The staff summon a bus. A bus for one to trundle me away from the gates. I am the lone passenger on the bus, with a single staff member to accompany me. I tell her how I have already missed a flight in another city today, I explain that I think my girlfriend may have left me, and I tell her that my career is pretty much over. I believe she sympathised. I arrive back where I started, the same tannoy apology reverberating on a loop. I grab my phone to relay the bad news to the PR people. It is out of battery. I rummage through my rucksack. My charger has fallen out during my sprint to the gate. I trudge off to buy another. I can assure you that all of this is, tragically, true.
It is now a dark and rainy evening. I am 16 hours of travelling into my day in an airport, a mere two-hour drive from where I rolled out of bed an eternity ago. I am beyond self-pity and in a state of comatose self-loathing. I feel like a man on death row for a crime he didn’t commit but resigned to the knowledge that he somehow deserved it anyway. Even the fact I haven’t eaten is subsumed by this new malaise of torpid inertia. Who do I know in Manchester?
Fellow Far Out writer Joe Taysom is my knight in shining armour. He agrees to meet me in a pub. I get the train into Manchester city centre and pop the pub into uber. A car miraculously arrives.

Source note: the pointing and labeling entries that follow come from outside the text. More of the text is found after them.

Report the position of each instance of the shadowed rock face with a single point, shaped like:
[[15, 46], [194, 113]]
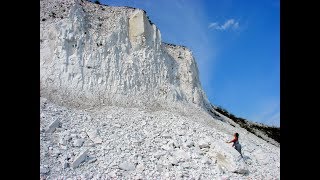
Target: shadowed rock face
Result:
[[94, 55]]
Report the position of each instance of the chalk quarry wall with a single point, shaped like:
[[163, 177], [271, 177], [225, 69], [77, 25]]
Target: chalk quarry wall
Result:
[[96, 55]]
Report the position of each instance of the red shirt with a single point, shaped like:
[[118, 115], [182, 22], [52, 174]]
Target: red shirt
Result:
[[234, 140]]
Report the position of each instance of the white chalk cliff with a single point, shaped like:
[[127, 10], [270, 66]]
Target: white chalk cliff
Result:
[[98, 55], [118, 103]]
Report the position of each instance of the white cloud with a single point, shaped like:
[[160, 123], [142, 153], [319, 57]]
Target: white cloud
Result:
[[231, 23]]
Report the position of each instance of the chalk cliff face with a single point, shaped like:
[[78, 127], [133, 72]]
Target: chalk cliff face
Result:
[[95, 55]]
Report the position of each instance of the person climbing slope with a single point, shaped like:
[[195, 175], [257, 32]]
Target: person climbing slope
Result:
[[236, 143]]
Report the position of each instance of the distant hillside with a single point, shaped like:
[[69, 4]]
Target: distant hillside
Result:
[[258, 129]]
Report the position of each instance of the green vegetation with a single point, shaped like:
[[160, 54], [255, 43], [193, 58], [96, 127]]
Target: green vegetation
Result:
[[271, 131]]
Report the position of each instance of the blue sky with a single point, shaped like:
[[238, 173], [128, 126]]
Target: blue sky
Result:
[[236, 45]]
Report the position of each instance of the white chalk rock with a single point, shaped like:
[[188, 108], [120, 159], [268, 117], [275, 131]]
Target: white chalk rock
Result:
[[94, 136], [127, 166], [79, 159]]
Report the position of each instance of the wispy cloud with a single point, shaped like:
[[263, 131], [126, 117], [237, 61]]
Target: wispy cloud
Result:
[[270, 115], [229, 24]]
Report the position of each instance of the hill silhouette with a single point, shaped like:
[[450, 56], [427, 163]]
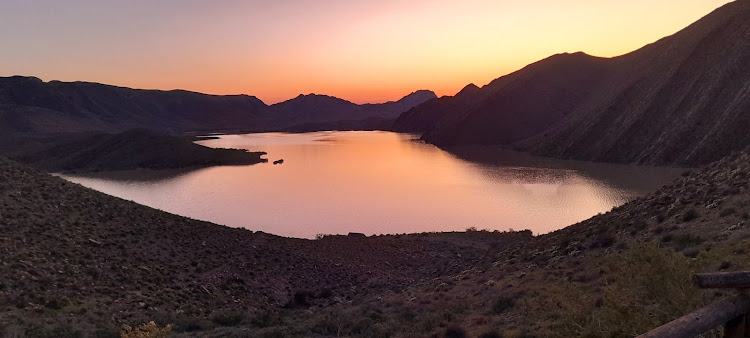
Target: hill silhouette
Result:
[[324, 110], [134, 149], [682, 100], [77, 262], [31, 107]]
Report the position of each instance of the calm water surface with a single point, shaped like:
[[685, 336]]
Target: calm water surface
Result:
[[381, 182]]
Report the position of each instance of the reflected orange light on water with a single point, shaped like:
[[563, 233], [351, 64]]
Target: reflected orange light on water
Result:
[[380, 182]]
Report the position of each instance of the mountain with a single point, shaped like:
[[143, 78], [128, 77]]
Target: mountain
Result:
[[29, 106], [314, 109], [79, 263], [683, 100], [132, 149]]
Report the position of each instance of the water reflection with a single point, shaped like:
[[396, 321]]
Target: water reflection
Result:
[[380, 182]]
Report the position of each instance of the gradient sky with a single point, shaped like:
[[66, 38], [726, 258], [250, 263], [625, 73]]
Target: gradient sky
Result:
[[363, 51]]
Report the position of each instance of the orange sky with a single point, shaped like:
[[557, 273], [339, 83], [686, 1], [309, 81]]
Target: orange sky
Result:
[[371, 51]]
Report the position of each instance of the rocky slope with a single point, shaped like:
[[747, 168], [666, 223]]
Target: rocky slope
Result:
[[78, 262], [31, 107], [316, 109], [512, 107], [134, 149], [683, 100]]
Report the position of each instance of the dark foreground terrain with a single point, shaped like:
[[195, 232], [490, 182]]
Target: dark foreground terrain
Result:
[[76, 262]]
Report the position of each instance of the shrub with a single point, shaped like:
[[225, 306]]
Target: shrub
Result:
[[690, 215], [687, 240], [455, 332], [727, 211], [650, 287], [491, 334], [228, 318], [503, 304], [150, 330]]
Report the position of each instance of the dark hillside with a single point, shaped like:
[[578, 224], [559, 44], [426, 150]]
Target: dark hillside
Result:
[[683, 100], [75, 261], [29, 106], [133, 149]]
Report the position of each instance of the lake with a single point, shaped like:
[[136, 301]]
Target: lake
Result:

As the city lights fade like stars into the blue sky in the rearview mirror, it dawns on me that there might be more than one Nags Head in Manchester. I am, indeed, heading to the wrong one. It’s just one of those days, I suppose.
When I eventually arrive, I am once again surprised by Joe’s deceptive height. This is a good pub, and I love a good pub, but never before has one seemed so soothing. We unpack the shit pickle I have found myself lodged in, and I discover a truth that would’ve been hard to acknowledge without a pint: the great concession of the universe is that at least our tragedies make up our repertoire of anecdotes.
The next day, I am on a train back to Newcastle, and a call comes through on my phone; it’s more bad news from nowhere. Oh well, I suppose there’s no such thing as a free lunch.